22 May, 2022 at 23:38 | Posted in Theory of Science & Methodology | 1 Comment

Observation of real world objects and events is viewed as theory laden....  | Download Scientific DiagramIt is now widely recognised that observation is not theory-neutral but theory-laden, and that theory does not merely ‘order facts’ but makes claims about the nature of its object. So, in evaluating observations we are also assessing particular theoretical concepts and existential claims. A common response to this shattering of innocent beliefs in the certainty and neutrality of observation has been the development of idealist (especially conventionalist and rationalist) philosophies which assume that if observation is theory-laden, it must necessarily be theory-determined, such that it is no longer possible to speak of criteria of ‘truth’ or ‘objectivity’ which are not entirely internal to ‘theoretical discourse’. However, this is a non-sequitur for at least two reasons. First, theory-laden observation need not be theory-determined. Even the arch-conventionalist Feyerabend (1970) acknowledges that ‘it is possible to refute a theory by an experience that is entirely interpreted within its own terms’. If I ask how many leaves there are on a tree, my empirical observation will be controlled by concepts regarding the nature of trees, leaves and the operation of counting, but to give an answer I’d still have to go and look! In arguing that there are no extra-discursive criteria of truth, recent idealists such as Hindess and Hirst echo Wittgenstein’s identification of the limits of our world with the limits of language, and share the confusion of questions of What exists? with What can be known to exist? The truism that extra-discursive controls on knowledge can only be referred to in discourse does not mean that what is referred to is purely internal to discourse. Secondly, and more simply, it does not follow from the fact that all knowledge is fallible, that it is all equally fallible.

Andrew Sayer

1 Comment

  1. How do you define “facts”? And why would Wittgenstein in Tractatus only acknowledge “Facts” with natural science and objectively observed “facts”, as often is claimed, about things in the world? Why should intra-psychical “facts” not be included as an observation through dialog and interaction between human beings? Because it’s based on interaction?

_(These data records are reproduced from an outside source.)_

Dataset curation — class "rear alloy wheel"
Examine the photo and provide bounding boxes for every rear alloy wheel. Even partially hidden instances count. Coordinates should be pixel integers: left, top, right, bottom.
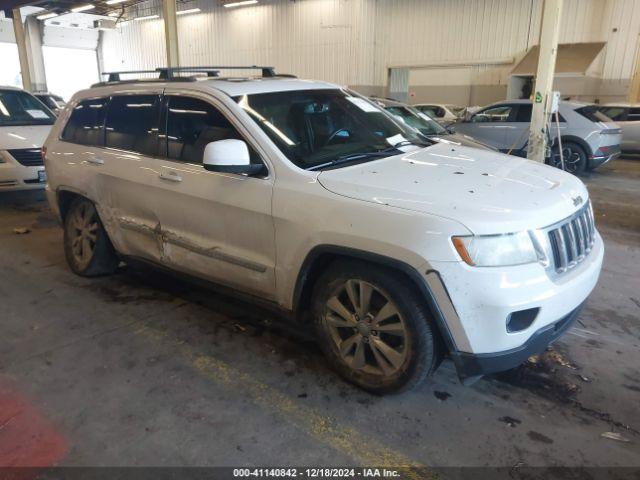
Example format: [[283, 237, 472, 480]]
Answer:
[[64, 198, 119, 277], [314, 262, 435, 393], [558, 142, 588, 175]]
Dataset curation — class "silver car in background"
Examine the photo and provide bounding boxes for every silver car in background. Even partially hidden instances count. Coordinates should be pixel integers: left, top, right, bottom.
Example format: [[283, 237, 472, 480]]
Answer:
[[371, 97, 496, 151], [454, 100, 622, 174], [598, 103, 640, 154], [413, 103, 465, 125]]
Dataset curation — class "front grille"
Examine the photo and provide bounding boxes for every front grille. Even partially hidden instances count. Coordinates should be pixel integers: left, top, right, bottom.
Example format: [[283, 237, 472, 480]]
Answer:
[[549, 204, 596, 273], [8, 148, 44, 167]]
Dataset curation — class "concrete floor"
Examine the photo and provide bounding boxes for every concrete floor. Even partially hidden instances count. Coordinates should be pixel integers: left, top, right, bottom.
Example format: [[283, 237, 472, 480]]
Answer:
[[0, 160, 640, 467]]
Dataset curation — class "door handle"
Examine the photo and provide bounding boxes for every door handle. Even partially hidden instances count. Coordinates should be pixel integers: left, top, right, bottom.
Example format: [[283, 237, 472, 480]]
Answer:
[[160, 171, 182, 182]]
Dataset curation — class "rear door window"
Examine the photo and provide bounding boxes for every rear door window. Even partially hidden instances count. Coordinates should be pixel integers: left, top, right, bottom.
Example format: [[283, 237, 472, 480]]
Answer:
[[515, 104, 533, 123], [105, 95, 161, 157], [60, 98, 107, 146]]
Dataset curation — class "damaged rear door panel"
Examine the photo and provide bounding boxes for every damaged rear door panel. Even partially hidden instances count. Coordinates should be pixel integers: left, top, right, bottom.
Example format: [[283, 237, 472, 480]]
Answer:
[[155, 89, 275, 299]]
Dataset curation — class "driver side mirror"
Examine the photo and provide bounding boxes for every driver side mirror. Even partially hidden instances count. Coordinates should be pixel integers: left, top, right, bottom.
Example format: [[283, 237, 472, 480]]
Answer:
[[202, 139, 265, 175]]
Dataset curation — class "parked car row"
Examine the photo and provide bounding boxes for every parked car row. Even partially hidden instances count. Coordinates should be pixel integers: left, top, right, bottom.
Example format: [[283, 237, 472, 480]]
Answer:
[[0, 87, 56, 192], [455, 100, 622, 174]]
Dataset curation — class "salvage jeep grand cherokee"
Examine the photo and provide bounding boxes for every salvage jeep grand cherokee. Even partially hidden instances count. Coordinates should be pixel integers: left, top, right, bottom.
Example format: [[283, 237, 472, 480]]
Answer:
[[44, 67, 604, 392]]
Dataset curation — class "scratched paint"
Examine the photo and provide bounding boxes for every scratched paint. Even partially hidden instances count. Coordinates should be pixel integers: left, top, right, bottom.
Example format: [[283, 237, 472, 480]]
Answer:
[[135, 325, 436, 479]]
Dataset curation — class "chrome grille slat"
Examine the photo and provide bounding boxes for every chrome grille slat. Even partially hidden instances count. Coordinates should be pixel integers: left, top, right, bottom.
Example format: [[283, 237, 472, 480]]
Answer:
[[546, 204, 596, 274]]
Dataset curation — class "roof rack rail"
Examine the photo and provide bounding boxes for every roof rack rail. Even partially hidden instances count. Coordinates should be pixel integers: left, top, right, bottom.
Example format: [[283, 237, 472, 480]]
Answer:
[[102, 65, 277, 83]]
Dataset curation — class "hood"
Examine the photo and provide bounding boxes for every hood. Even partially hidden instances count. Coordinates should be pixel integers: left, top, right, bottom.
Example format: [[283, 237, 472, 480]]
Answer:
[[0, 125, 53, 150], [429, 132, 497, 152], [318, 143, 588, 234]]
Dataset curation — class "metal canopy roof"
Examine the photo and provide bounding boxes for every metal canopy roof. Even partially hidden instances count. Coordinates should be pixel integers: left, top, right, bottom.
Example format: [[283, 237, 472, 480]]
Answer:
[[511, 42, 606, 76], [0, 0, 149, 16]]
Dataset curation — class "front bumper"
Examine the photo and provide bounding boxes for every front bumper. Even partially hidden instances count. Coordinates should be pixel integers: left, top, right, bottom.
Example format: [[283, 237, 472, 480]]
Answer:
[[425, 232, 604, 383], [451, 305, 582, 383]]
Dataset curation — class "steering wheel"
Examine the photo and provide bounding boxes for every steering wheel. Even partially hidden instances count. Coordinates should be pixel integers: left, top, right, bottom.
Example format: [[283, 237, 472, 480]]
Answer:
[[322, 128, 349, 147]]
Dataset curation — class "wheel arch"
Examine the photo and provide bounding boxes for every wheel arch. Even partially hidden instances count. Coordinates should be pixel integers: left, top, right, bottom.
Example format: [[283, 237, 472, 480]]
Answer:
[[560, 135, 593, 157], [293, 245, 457, 352], [56, 187, 88, 224]]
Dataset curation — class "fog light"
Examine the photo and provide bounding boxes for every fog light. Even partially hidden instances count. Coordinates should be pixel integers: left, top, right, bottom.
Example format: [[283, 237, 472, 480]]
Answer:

    And in this perspective follows that Wittgenstein analyzed language and language games as a further evaluation of “facts”, what constitute a factual definition of a “thing”, an rule or what is what? Is it possible to identify rules, laws and objects without manipulating them? Acting and get a feedback e.g. stamp on a stone and get feedback that it does not react and does not change in any way? Or a lab test even if the test utilizes knowledge and instruments that has been proven elsewhere? The distinction of direct knowledge and indirect must be a proven “fact”?

    I cannot see that Tractatus describes a mechanical world. It seems to me more of an investigation about the logic of defining facts, but obviously, these aforisms is inconclusive as something always must be defined in relation to other objects.

    I cannot see that Wittgenstein in “philosophical investigations” proposed anything that leads to social constructivism or post-modernism? How to understand a psychological interaction by “My truth and your truth”? What would come out of a therapeutic session? Despair, confusion, learning to swim with anxiety? Drown anxiety instead.

Sorry, the comment form is closed at this time.

Blog at
Entries and Comments feeds.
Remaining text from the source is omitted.